Rivet is a software package for performing data analysis on simulated particle collision events like those in the Large Hadron Collider. Analyses of real data have to deal with the effects of the giant, complex particle detectors that surround the beam interaction points, which are expensive to simulate, but use of statistical techniques allows much faster methods to be employed for testing theory models against data measurements. Rivet is the LHC’s principle tool for such lightweight model testing, using events simulated using Monte Carlo (MC) methods. There are currently nearly 900 analysis routines registered on the Rivet platform.
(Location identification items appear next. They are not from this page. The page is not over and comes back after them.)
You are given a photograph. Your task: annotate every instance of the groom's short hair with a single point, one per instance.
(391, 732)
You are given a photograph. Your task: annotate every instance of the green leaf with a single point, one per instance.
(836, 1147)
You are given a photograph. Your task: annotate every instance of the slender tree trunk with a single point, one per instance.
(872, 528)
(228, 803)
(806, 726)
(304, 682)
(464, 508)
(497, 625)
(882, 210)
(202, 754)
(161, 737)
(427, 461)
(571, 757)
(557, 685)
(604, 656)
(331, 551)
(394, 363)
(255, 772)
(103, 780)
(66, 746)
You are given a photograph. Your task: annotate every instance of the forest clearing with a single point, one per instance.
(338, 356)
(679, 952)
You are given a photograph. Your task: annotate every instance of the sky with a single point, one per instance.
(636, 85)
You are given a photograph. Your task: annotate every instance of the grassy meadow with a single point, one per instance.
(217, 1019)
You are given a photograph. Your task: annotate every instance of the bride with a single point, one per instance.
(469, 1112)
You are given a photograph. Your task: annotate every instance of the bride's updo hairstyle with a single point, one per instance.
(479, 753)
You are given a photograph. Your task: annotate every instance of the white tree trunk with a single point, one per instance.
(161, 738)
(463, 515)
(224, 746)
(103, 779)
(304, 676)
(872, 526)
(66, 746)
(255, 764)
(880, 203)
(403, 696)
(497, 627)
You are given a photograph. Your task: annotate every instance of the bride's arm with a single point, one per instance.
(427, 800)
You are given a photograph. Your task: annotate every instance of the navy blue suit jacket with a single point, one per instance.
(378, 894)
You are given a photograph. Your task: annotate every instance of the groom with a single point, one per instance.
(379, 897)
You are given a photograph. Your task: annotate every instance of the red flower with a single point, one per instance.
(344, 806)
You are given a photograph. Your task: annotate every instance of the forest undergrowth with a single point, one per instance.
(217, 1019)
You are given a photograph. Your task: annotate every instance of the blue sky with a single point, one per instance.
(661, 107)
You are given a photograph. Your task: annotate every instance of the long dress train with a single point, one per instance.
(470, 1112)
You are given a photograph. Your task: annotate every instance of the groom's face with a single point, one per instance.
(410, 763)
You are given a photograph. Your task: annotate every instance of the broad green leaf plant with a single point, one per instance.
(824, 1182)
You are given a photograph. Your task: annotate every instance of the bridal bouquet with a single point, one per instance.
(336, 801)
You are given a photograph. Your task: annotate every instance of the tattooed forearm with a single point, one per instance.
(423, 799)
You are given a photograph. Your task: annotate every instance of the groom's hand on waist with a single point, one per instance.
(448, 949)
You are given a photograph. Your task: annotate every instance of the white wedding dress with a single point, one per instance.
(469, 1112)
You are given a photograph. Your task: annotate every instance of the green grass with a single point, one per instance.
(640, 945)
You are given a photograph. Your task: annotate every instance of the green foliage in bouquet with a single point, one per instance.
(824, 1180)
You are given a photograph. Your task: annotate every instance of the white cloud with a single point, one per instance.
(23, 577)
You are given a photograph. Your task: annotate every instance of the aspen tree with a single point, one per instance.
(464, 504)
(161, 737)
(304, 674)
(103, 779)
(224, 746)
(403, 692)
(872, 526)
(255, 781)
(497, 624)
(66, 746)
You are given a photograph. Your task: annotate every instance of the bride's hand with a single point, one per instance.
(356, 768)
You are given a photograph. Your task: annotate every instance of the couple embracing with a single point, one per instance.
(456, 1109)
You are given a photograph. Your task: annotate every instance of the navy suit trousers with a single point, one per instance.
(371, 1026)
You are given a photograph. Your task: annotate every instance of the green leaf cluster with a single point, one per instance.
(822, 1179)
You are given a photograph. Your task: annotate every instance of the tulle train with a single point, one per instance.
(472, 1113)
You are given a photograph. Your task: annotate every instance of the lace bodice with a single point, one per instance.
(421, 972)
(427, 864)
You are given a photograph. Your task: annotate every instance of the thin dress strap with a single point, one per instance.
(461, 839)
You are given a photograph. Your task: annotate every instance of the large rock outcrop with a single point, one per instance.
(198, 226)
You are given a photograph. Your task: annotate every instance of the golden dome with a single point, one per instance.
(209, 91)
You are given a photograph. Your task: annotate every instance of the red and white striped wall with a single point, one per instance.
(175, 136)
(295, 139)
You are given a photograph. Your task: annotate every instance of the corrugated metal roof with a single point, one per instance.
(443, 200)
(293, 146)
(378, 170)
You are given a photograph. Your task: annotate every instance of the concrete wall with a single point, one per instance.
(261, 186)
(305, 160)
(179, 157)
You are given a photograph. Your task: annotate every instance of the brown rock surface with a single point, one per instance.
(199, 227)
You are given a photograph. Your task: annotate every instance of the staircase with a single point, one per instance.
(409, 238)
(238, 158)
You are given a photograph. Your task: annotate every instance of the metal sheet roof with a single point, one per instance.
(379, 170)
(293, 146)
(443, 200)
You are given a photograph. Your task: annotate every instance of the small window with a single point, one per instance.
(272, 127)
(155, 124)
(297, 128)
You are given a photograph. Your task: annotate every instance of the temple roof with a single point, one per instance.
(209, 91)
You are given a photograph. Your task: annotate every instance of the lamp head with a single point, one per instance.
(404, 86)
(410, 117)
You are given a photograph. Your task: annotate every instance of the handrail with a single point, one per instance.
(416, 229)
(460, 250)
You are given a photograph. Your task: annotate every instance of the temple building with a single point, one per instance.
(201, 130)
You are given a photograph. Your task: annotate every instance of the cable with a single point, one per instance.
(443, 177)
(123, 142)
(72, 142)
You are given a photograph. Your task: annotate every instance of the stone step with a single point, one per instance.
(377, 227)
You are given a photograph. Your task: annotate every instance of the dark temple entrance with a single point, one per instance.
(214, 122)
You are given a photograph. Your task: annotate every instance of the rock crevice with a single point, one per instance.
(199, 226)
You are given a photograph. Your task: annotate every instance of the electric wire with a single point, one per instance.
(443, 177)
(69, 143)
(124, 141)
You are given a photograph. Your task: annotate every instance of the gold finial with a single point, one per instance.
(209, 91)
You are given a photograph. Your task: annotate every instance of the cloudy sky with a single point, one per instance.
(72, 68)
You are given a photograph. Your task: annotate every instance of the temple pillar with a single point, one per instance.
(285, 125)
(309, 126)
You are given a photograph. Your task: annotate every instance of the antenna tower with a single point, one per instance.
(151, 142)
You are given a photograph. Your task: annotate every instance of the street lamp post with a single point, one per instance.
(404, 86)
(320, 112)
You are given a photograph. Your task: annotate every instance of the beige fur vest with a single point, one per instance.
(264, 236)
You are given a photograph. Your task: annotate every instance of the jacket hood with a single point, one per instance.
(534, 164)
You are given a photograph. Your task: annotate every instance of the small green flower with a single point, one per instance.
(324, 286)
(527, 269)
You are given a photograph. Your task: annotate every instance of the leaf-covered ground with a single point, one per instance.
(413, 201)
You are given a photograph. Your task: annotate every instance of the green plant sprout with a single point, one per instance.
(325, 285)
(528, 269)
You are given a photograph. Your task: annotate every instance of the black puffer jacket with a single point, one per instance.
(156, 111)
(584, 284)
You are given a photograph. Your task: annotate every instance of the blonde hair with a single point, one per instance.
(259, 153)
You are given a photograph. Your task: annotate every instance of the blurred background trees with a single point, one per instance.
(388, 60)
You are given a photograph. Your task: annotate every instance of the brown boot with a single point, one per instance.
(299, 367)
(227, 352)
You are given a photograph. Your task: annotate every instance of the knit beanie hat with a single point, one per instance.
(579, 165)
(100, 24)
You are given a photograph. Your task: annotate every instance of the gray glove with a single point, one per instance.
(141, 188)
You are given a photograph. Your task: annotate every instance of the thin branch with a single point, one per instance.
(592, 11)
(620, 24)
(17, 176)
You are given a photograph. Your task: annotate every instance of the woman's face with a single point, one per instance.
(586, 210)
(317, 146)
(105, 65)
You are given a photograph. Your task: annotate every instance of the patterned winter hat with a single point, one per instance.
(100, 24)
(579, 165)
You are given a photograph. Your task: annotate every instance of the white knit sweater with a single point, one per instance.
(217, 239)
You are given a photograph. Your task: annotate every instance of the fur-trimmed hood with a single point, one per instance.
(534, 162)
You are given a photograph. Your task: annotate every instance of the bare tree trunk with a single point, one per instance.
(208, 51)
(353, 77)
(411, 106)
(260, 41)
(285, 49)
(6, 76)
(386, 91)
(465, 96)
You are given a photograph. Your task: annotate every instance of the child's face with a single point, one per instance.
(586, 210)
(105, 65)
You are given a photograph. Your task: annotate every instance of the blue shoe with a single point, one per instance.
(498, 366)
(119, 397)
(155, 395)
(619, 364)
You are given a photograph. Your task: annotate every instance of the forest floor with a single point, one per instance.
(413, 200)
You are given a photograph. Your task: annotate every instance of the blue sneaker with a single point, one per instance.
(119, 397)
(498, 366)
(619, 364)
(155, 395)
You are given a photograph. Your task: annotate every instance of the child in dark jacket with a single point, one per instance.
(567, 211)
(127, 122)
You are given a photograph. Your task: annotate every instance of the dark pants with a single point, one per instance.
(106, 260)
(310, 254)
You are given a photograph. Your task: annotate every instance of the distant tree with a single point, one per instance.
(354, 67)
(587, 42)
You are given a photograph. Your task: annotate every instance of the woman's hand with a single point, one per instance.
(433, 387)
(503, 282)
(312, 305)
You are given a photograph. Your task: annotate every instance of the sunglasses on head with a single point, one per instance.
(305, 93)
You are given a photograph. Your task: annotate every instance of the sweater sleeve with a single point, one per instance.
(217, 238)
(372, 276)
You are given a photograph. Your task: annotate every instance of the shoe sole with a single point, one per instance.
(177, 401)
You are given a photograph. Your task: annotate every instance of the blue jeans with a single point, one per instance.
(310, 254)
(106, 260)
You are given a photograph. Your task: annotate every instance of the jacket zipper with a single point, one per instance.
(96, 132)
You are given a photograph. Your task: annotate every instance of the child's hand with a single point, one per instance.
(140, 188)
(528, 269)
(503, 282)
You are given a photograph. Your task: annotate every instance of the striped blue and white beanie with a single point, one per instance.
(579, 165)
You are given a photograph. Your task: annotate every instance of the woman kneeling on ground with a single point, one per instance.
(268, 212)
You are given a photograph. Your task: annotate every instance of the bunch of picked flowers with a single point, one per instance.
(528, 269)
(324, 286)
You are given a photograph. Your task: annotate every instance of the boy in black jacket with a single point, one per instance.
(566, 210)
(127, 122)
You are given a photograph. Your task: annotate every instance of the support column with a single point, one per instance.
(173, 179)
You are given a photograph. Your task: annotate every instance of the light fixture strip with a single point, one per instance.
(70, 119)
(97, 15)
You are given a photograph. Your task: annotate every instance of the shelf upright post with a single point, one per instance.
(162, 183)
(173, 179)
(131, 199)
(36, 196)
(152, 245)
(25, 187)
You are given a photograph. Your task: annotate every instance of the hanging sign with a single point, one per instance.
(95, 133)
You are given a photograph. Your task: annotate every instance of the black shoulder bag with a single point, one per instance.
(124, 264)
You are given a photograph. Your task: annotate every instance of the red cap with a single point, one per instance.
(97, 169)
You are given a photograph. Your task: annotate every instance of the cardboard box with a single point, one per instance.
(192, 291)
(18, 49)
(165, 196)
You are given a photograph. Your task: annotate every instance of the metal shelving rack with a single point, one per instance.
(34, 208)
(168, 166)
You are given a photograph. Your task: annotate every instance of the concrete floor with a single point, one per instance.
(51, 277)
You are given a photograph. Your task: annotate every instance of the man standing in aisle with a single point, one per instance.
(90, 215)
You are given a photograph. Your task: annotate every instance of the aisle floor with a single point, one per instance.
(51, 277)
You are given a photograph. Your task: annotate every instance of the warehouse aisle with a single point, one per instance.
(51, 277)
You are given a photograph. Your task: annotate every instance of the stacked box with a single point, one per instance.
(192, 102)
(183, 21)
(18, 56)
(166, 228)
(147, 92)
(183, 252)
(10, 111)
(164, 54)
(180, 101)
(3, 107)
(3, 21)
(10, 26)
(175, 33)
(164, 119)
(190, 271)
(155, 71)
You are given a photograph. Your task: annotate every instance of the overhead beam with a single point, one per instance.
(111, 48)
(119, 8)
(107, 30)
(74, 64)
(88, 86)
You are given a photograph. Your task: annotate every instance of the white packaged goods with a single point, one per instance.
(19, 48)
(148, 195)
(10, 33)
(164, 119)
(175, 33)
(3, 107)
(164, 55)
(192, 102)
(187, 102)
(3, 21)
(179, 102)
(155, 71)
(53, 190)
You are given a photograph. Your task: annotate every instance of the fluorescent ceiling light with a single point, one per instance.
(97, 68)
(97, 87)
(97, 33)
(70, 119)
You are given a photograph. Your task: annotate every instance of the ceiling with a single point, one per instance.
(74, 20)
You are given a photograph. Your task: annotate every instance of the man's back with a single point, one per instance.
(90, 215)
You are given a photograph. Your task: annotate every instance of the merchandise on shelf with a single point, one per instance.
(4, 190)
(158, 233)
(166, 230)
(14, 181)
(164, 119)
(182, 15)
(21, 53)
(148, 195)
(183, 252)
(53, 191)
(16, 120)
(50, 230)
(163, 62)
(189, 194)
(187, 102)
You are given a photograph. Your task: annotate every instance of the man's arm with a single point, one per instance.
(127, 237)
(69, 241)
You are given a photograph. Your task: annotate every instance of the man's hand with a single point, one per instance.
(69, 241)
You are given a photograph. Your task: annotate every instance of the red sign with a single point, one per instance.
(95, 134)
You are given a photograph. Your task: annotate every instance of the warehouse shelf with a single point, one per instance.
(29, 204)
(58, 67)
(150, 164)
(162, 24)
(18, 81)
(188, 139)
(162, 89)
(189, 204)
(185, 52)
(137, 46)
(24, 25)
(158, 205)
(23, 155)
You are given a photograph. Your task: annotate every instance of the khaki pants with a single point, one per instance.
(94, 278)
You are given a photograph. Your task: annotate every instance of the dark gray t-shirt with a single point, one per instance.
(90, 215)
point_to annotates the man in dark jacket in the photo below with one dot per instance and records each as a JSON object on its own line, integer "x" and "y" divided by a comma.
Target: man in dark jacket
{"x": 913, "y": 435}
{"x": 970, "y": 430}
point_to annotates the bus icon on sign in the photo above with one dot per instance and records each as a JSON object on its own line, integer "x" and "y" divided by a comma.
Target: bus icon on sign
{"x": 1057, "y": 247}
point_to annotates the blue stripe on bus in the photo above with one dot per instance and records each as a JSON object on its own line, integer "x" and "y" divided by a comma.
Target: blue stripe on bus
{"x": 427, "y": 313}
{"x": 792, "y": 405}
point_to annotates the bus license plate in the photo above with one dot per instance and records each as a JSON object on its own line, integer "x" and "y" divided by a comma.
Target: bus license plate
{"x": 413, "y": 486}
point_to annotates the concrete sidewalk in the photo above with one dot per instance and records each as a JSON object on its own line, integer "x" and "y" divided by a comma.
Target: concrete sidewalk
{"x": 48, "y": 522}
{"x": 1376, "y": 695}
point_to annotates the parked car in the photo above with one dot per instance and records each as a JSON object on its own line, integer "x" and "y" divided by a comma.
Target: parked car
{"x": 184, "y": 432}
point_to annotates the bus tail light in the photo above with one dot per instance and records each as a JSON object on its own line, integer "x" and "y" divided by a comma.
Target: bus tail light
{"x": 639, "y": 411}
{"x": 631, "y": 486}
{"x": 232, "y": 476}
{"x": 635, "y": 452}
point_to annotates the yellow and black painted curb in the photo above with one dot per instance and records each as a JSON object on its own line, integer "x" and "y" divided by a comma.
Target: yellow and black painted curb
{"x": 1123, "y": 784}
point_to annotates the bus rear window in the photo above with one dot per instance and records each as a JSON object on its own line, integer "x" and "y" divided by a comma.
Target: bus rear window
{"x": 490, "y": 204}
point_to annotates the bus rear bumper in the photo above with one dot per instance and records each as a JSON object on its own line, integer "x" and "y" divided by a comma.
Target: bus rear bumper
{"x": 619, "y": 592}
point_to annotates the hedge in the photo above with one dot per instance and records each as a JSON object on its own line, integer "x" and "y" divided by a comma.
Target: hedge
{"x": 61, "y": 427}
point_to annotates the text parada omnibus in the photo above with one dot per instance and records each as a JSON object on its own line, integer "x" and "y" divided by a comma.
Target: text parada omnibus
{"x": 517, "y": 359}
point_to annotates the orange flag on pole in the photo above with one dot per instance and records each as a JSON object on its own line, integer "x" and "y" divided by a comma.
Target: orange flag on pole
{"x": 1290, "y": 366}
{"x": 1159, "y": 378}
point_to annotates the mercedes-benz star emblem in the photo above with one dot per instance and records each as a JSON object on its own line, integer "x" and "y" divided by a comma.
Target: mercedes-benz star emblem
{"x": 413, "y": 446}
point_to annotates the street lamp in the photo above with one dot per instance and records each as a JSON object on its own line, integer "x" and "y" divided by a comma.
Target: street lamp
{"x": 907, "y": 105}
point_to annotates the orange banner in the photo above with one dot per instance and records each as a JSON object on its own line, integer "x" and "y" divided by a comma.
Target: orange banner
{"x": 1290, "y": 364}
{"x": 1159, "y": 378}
However, as MC models get more complex and detailed, Rivet’s features — designed more for accuracy than raw speed — are struggling. We need to up our technical game to keep up with ever larger datasets and user demands. We also need to be able to use Rivet efficiently on high-performance computing clusters, so it can be embedded into parallel codes that explore high-dimensional model parameter spaces, such as “global fits” of new-physics theories.
This project will focus on making Rivet performant on modern CPU architectures in HEP and HPC compute facilities, particularly ensuring that the central result caching and dispatching system is thread-safe and amenable to vectorized compiler optimizations. This will not only allow Rivet to be used in global fits, but also open new avenues for smaller-scale users, by transparently multiplexing event processing across multiple threads. As such re-engineering introduces risks that physics results will change, invalidating hundreds of analyses — maybe in subtle ways — we will also enhance the continuous integration system to include physics validation tests.
The following tasks are envisaged:
Improvements to Rivet’s computational performance, in particular thread-safety, and a coherent system for ensuring continuity of physics behaviour via the Gitlab CI engine.